Digital data

Besides turning on LEDs or sending a pulse to notify some other device, the digital pins can send data as binary numbers. Together, multiple signals can create several bits or digits of a binary number. Each digit of course is 2 times the place value of the previous one, 2**0, 2**1, 2**2, and so on. If 3 digital signals use to represent a binary number, and if all of the signals are at the high level, the 3 bit binary number is 111. This means that each signal gives three different values of 1 * 2**0, 1 * 2**1, and 1 * 2**3. That equals 1 + 2 + 4 in decimal which makes the number 7.

Parallel data

Since each pin can only signal one of two values at any particular moment, one bit of a digital number can be represented at a pin. To send larger digital numbers with more bits, you’ll need more pins. Each pin represents a differnet digit of the number. For a 3 digit number there are 3 bits. The first bit (right to left) is the 4’s bit, the second is the 2’s bit, and the third is the 1’s bit. Each digit on the left has a value of 2 times the digit on the right. The number 7 is equal to 4 + 2 + 1 so as a 3 bit binary number it would be 111. The number 3 is equal to 0 + 2 + 1 and its 3 bit binary number is 011.

To send the number 7 we could use 3 ||pins:digital write pin|| blocks using pins A1, A2, and A3 for each of the bits.

pins.A1.digitalWrite(true)
pins.A2.digitalWrite(true)
pins.A3.digitalWrite(true)

For the number 3 we would use the same blocks but with different logic values for some of the bits.

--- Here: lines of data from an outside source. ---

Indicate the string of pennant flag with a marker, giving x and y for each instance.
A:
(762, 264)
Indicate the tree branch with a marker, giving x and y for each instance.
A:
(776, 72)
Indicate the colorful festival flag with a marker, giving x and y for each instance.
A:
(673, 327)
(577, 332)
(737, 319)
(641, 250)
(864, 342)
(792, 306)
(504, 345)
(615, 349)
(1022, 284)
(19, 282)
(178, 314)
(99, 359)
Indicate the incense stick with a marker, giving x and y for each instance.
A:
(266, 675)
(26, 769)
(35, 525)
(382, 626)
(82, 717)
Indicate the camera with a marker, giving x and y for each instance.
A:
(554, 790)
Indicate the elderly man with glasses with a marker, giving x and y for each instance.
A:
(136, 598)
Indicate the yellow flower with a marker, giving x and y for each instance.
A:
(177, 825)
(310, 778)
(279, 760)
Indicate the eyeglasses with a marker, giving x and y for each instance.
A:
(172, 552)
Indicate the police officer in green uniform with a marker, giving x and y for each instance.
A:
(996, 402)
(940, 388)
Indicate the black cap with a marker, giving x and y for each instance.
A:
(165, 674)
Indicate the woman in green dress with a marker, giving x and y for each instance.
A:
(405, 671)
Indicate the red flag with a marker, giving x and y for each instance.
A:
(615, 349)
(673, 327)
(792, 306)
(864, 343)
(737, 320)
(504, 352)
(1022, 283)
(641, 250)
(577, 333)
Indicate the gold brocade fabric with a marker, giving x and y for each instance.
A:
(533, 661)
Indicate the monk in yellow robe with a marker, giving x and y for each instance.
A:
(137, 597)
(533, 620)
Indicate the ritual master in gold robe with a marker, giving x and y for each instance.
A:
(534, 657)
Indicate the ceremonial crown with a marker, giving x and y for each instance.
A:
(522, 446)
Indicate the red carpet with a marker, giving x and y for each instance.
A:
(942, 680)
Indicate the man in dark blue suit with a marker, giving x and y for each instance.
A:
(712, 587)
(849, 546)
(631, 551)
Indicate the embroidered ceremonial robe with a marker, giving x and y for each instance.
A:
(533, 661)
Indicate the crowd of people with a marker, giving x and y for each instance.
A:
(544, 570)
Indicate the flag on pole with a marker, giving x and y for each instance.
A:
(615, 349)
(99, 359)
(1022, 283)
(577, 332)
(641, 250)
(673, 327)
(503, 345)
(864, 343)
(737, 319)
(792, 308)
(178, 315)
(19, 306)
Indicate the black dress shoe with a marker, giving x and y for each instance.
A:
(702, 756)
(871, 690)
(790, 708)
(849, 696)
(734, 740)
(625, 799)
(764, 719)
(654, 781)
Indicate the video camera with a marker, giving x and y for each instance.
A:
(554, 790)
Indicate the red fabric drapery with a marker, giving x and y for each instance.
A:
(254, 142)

pins.A1.digitalWrite(true)
pins.A2.digitalWrite(true)
pins.A3.digitalWrite(false)

Maybe you noticed that for the number 3 we use A1 for the 1’s digit, A2 for the 2’s digit, and A3 for the 4’s digit. In the following diagram, signals are place on three pins to send a different 3 bit number every 2 microseconds. The red numbers at the bottom show what the three values on the pins together are in decimal.

Experiment: Send and receive parallel data

Setup:

1. Connect 3 alligator clip leads to pins A1, A2, and A3
2. Connect the other end of the A1 lead to pin A6.
3. Connect the other end of the A2 lead to pin A5.
4. Connect the other end of the A3 lead to pin A4.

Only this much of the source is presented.